The degree of physical accuracy—as in, abidance by the principles of physics—of our unreal images within real and unreal worlds defines the quality of their spectacle. And to this end, even if CGI is implemented gratuitously or flippantly with regard to complementing its narrative, there is standalone value or lack thereof in it. Too much CGI can be done phenomenally while too little can be done dreadfully, and the converse follows. So long as the light, energy, and motion about our false image plays by the rules of its accepted physicality (its matter amongst its environment’s matter—because you can’t really tell a good story in non-Euclidean space…), we can laud it as proper CGI and quality art.
Some examples of CGI done beautifully because of a conscience of physics: the ripples on the back of Spider-Man’s spandex suit during the first five minutes of The Amazing Spider-Man 2 (spandex will flap plummeting at [human] terminal velocity); the airborne movement of Tony Stark’s body in response to 4-5 distinct areas of directional thrust in Iron Man; and, most relevantly, the gravity of the gargantuan, mechanically-dynamic Jaegers of Pacific Rim. Sure, Pacific Rim– crap story, inane dialogue, and just outright fecal film-making; however, the sheer sense of momentum scrupulously imbued within its hundred-foot heroes is arguably one the most incredible, subtle, but deft “tricks” of our current decade. Take a closer look at the Jaegers as they whip out their brutal 1-2’s (especially Gypsy Danger). Each move appears to undergo a process of initiation (building potential energy), allocation (large parts moving in or out of position), and release (diffusing energy: kinetic, mechanical, plasma, etc). In short, everything that is big feels big. For this concept’s antithesis, look no further than the hulks of Bay’s Transformers 3 & 4. His big robots feel fake, not because they’re big or bots, but because they move too fast, are lit & colored flamboyantly, and act/speak like Walt Disney’s wet dream. Pacific Rim, on the other hand, often touted as a “guilty pleasure”, stripped of narrative, could be analyzed as one big, visual motif for the ‘art of momentum’, and there’s nothing shameful or “guilty” about art. Perhaps that scene where the Jaeger blasts through an office to lightly tap and activate a Newton-swing pendulum makes slightly more sense in this context…
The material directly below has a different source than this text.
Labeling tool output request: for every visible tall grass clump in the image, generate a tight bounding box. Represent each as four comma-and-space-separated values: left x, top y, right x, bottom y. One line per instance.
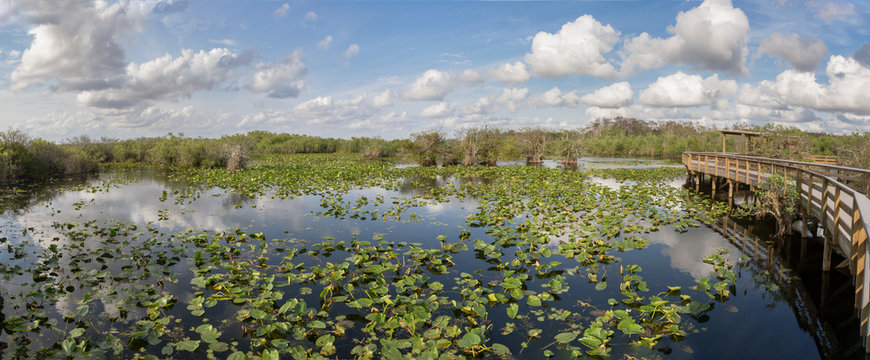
0, 129, 97, 184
So how could such a complex art form receive, more oft than not, such myopic dismissal? Is it the collective “computers killed the ‘movie-o’ star” grudge of a global gaggle of starving film critics? Maybe. Surely ignorance (fear) factors mightily in the vox pop’s reception of all nascent art forms. Yet perhaps the mightiest culprit of CGI’s mass misunderstanding lurks about the same essential impetus of its predecessor: the carney trick. Key to its name, the ‘carney trick’ always takes more than it gives, quality notwithstanding, and we always pay up front. Likewise, the ‘CGI-trick’ is lucrative, and we’ve all at least once been duped or robbed by it. We come for enthrallment, magic that makes the unreal ever more convincing, but too often leave with mental fragments of post-processed piss. After all, admission is more or less standard, while resources invested vs. gained is an unregulated dynamic for investors/studios, and not directors or other artists, to balance. Ultimately, if we seek to cast blame as to the inception and circulation of the term “CGI porn”, we have no further to look than our own filthy wallets.
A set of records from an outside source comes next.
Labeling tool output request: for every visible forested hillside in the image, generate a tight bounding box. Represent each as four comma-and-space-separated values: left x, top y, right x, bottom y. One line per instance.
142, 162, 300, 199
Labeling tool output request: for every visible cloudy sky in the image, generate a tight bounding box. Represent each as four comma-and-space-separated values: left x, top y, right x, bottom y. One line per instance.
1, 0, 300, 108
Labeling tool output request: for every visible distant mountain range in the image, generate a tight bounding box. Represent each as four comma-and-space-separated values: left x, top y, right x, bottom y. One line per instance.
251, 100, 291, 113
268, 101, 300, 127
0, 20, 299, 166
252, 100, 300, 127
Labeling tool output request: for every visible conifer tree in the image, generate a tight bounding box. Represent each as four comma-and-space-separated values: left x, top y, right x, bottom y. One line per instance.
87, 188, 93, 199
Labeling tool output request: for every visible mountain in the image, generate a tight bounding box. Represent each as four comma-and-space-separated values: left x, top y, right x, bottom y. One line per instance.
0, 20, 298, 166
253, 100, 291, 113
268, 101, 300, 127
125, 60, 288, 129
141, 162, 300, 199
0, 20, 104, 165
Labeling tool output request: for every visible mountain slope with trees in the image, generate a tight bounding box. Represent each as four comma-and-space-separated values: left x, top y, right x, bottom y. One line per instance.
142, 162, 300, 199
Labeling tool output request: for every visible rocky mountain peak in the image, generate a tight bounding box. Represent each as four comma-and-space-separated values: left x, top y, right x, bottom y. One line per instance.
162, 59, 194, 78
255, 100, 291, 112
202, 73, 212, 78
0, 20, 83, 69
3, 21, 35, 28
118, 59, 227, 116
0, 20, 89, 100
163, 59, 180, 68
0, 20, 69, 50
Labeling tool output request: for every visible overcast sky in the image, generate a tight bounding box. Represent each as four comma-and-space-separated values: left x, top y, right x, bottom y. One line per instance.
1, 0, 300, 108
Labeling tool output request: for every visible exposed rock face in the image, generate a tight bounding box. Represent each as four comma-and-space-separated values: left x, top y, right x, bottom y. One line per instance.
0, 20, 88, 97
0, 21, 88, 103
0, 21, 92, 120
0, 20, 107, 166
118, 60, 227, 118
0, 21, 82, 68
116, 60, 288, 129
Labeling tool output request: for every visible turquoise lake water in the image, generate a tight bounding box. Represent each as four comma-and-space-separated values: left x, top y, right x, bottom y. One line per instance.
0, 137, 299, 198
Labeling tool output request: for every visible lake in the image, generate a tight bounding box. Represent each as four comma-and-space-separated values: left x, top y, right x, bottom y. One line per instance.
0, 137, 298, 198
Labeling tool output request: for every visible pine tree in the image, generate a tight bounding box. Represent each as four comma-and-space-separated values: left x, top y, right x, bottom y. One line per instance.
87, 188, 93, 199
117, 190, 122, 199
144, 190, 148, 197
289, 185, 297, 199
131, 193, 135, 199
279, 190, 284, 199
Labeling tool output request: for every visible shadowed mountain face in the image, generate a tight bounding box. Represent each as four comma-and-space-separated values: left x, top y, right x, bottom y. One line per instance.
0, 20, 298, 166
However, despite the disturbing existent discrepancy between big-budget, visual scams and tricks that genuinely treat, the “Cinema of Attractions” has returned. Furthermore, with minimal effort, we as consumers can actually elevate the artistic standard of it. Before we reach for our wallets, let’s reach for the internet: do a bit of IMDB surfing, click that “see full cast and crew” link, and click some names. See what other work they’ve done; one might be surprised how prolific most of them are. Soon we’ll remember the names, foster a demand, and make stars of the men and women who toil in front of screens, longer than anything in front of any camera, to make the impossible physical.